A Currency Is Only as Strong as Its Trust. BRICS Is Building Its Own
and some structural changes are already happening
For decades, the dollar has not only dominated global trade and finance, but it has also served as an instrument of policy—used to reward allies, punish adversaries, and shape the contours of international order. As of mid-2025, over 58% of global foreign exchange reserves remain in dollars, and nearly 88% of global FX transactions involve the dollar on at least one side. The majority of commodities, including oil and industrial metals, continue to be priced and settled in USD. This dominance has less to do with any formal mandate and more to do with deep capital markets, network effects, and trust in US governance. But that trust is no longer universal.
The growing interest among BRICS+ countries in building an alternative system is not ideological or even purely economic. It’s structural. It’s strategic. And for many, it’s overdue.
The question is not whether the BRICS nations are about to launch a single currency that will displace the dollar. They aren’t. What they are doing is trying to reduce exposure to a financial system they increasingly view as politicized and unstable. In 2024, over 35% of Russia's total trade was settled in Chinese yuan. India and Russia have settled an estimated $45 billion in energy and arms deals in rupees and rubles since sanctions began. Bilateral trade between Brazil and China settled in local currencies now accounts for nearly 50% of total transactions, a sharp rise from under 5% just three years ago. While these shifts may seem fragmented, they reflect a broader strategic trend: the construction of parallel financial systems that emphasize autonomy and resilience over global consensus.
Amid this shift, the idea of anchoring future trade settlement to gold is resurfacing—not as a nostalgic return to Bretton Woods, but as a response to trust that has quietly frayed. Gold remains one of the few assets that carry no counterparty risk. It cannot be sanctioned, seized, or devalued by policy. In the first half of 2025, several BRICS+ central banks—including China, India, and Kazakhstan—were among the notable gold buyers, reinforcing the bloc’s broader trend toward reserve diversification. While individual contributions varied, with China leading the group and others like Russia showing net sales, the overall posture of BRICS+ remains one of strategic accumulation amid a shifting global monetary landscape. For a group of countries that have seen reserves frozen, payment systems blocked, and debt weaponized, that matters more than theoretical efficiency. The intention is not to replace fiat currencies for domestic use, but to create a unit of account or clearing tool for international trade, insulated from political risk.

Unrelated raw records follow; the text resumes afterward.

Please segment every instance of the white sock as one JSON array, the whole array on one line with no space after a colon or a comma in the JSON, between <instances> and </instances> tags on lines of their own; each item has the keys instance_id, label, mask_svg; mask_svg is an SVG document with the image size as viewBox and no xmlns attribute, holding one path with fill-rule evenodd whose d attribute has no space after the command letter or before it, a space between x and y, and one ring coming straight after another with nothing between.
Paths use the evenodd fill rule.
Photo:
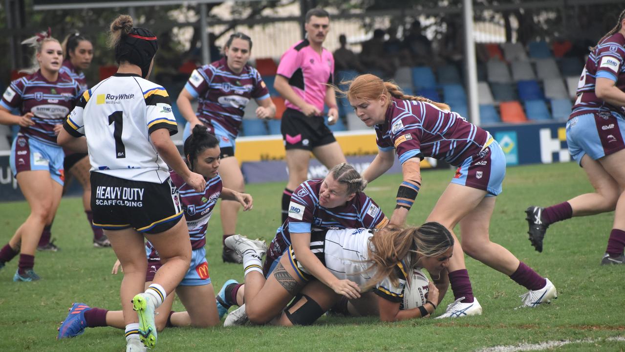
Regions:
<instances>
[{"instance_id":1,"label":"white sock","mask_svg":"<svg viewBox=\"0 0 625 352\"><path fill-rule=\"evenodd\" d=\"M244 276L252 271L262 274L262 261L256 251L249 249L243 253L243 271Z\"/></svg>"},{"instance_id":2,"label":"white sock","mask_svg":"<svg viewBox=\"0 0 625 352\"><path fill-rule=\"evenodd\" d=\"M126 326L126 342L130 339L139 338L139 323L132 323Z\"/></svg>"},{"instance_id":3,"label":"white sock","mask_svg":"<svg viewBox=\"0 0 625 352\"><path fill-rule=\"evenodd\" d=\"M158 284L152 284L148 287L146 290L146 294L152 299L152 303L154 304L154 308L159 308L167 297L167 293L162 286Z\"/></svg>"}]
</instances>

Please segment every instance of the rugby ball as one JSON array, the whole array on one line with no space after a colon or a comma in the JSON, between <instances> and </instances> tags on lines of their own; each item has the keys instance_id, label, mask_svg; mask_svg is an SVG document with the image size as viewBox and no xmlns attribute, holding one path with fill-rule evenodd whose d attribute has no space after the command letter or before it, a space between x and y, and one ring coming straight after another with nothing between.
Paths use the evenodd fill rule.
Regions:
<instances>
[{"instance_id":1,"label":"rugby ball","mask_svg":"<svg viewBox=\"0 0 625 352\"><path fill-rule=\"evenodd\" d=\"M428 300L428 284L429 280L421 269L415 269L410 278L410 283L404 288L404 303L402 309L411 309L420 307Z\"/></svg>"}]
</instances>

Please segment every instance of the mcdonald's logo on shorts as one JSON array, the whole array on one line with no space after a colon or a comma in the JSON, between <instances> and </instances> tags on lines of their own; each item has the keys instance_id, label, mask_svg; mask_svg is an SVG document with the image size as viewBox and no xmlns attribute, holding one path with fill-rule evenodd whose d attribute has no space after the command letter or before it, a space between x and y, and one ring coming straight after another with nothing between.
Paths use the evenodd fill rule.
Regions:
<instances>
[{"instance_id":1,"label":"mcdonald's logo on shorts","mask_svg":"<svg viewBox=\"0 0 625 352\"><path fill-rule=\"evenodd\" d=\"M208 263L206 261L200 264L198 266L196 266L196 272L198 273L198 275L199 276L199 278L202 280L206 280L209 278L208 276Z\"/></svg>"}]
</instances>

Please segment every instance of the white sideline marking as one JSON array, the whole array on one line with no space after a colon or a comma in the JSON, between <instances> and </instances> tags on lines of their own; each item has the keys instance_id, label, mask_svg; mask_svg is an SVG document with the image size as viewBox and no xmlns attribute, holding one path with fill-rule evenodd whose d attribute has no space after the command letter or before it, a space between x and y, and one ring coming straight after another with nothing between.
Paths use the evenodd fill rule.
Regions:
<instances>
[{"instance_id":1,"label":"white sideline marking","mask_svg":"<svg viewBox=\"0 0 625 352\"><path fill-rule=\"evenodd\" d=\"M478 349L478 352L516 352L518 351L541 351L548 348L560 347L569 343L594 343L602 341L625 341L625 336L616 336L601 339L584 339L563 341L548 341L541 343L524 343L522 344L496 346Z\"/></svg>"}]
</instances>

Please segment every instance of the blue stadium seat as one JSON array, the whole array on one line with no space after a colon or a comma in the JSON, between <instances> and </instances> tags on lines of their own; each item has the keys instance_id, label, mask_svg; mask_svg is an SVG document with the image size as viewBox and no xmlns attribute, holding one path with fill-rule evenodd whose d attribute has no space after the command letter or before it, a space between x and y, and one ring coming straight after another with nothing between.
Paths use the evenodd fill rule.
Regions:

This thinking is not new. What’s different now is the convergence of capability, motive, and momentum. Russia’s SPFS (System for Transfer of Financial Messages) now connects over 160 foreign banks across more than 20 countries, while China’s CIPS (Cross-Border Interbank Payment System) processed approximately 175 trillion yuan in cross-border payments in 2024—a 43% year-on-year increase. These systems are not yet replacing SWIFT, but they are increasingly being used for sanctioned trade, energy contracts, and bilateral settlements. The institutional infrastructure, from development banks to payment networks, is already being built. There is no need to speculate about a “future” multipolar financial world; it’s being assembled piece by piece in plain view.
History offers relevant comparisons, and also important cautions. The euro was created with a unified currency and shared monetary policy but without full political integration, and the consequences of that imbalance are still visible. BRICS+ is not attempting to repeat that model. Their goal is not monetary union, but rather coordination—settling trade and storing reserves in instruments that are transparent, collectively governed, and less vulnerable to single-country risk.
This approach may not appeal to those who are invested in the efficiency of the existing system. But for many countries, especially those in Africa, South Asia, and Latin America, the question of financial sovereignty is not theoretical. It is directly tied to food imports, energy access, inflation exposure, and political independence. When reserves can be frozen based on foreign policy alignment, and when the value of their local currencies is tethered to the fiscal discipline of a country running trillion-dollar deficits, alternative options are not just attractive—they become necessary.
Europe is not blind to this either. Germany and Italy have quietly begun reevaluating the storage of over a third of their foreign gold reserves held in U.S. vaults—a reflection of growing anxiety about U.S. financial stewardship under a potential second Trump administration, where rising political unpredictability, tariffs, and shifting alliances are increasingly seen as posing risks to long-term strategic stability.
The dollar remains dominant by every metric that matters—deep markets, global trust, liquidity, and habit. But those advantages rest on an assumption of neutrality that is no longer taken for granted. The momentum behind BRICS+, and the broader rebalancing of global financial power, may not produce a new global hegemon. But it may well produce credible alternatives, and that alone could shift the logic of how international trade is conducted.
If the foundation of any currency system is trust, then we are watching a slow, deliberate effort to rebuild it—elsewhere, and on different terms.